Preparation of thin Co3O4 films on Ni and their electrocatalytic surface properties towards oxygen evolution
(Elsevier Ltd, 1996) S.P. Singh; S. Samuel; S.K. Tiwari; R.N. Singh
Thin films of Co3O4 of varying thicknesses have been prepared on an Ni substrate by spray pyrolysis and sequential solution coatings and investigated for their physicochemical and electrochemical properties towards O2 evolution. The study indicated that the oxide roughness factor tended to level off with increasing thickness. Further, with an increase in oxide loading, the apparent electrochemical activity enhanced considerably at low range of loadings and then became relatively constant over a range of loadings. The higher loadings were found to be harmful.
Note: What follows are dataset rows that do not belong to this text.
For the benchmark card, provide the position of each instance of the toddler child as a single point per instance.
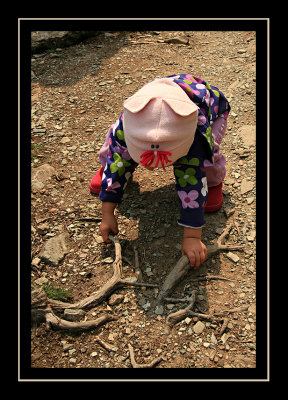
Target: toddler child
(178, 120)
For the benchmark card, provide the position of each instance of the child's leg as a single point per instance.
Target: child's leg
(104, 149)
(216, 171)
(95, 184)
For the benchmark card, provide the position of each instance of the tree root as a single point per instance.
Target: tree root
(182, 267)
(136, 365)
(42, 307)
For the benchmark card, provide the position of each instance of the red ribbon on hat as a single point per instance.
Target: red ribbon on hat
(149, 157)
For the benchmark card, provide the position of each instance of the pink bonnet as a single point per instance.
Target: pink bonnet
(159, 123)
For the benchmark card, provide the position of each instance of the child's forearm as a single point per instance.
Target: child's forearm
(108, 208)
(192, 233)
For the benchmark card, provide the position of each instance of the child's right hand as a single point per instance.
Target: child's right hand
(109, 222)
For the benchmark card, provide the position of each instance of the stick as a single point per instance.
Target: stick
(178, 316)
(182, 267)
(58, 323)
(136, 365)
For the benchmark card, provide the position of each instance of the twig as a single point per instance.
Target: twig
(182, 267)
(105, 345)
(224, 326)
(136, 365)
(178, 316)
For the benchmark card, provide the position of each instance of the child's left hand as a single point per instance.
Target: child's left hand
(195, 250)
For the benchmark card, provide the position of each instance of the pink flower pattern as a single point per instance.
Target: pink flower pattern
(188, 199)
The layered oxide films (2.4-4.2 mg cm-2) prepared in sequential solution coatings exhibited greatest electrocatalytic activity in 1M KOH. However, the oxide electrode (loading: 3-5.7 mg cm-2) prepared by rotating spray pyrolysis produced the lowest oxygen overpotential - 360 ± 3 mV against a current density of 1 A cm-2 in 30 w/o KOH at 70°C. The oxygen evolution reaction at these film electrodes exhibited two Tafel slopes: 51-68 mV decade-1 at low overpotentials and 120-140 mV decade-1 at high overpotentials. The reaction orders with respect to OH- concentration were found to be ∼1 for the layered and ∼2 for the sprayed films. Based on the results, a suitable mechanism is also suggested for oxygen evolution.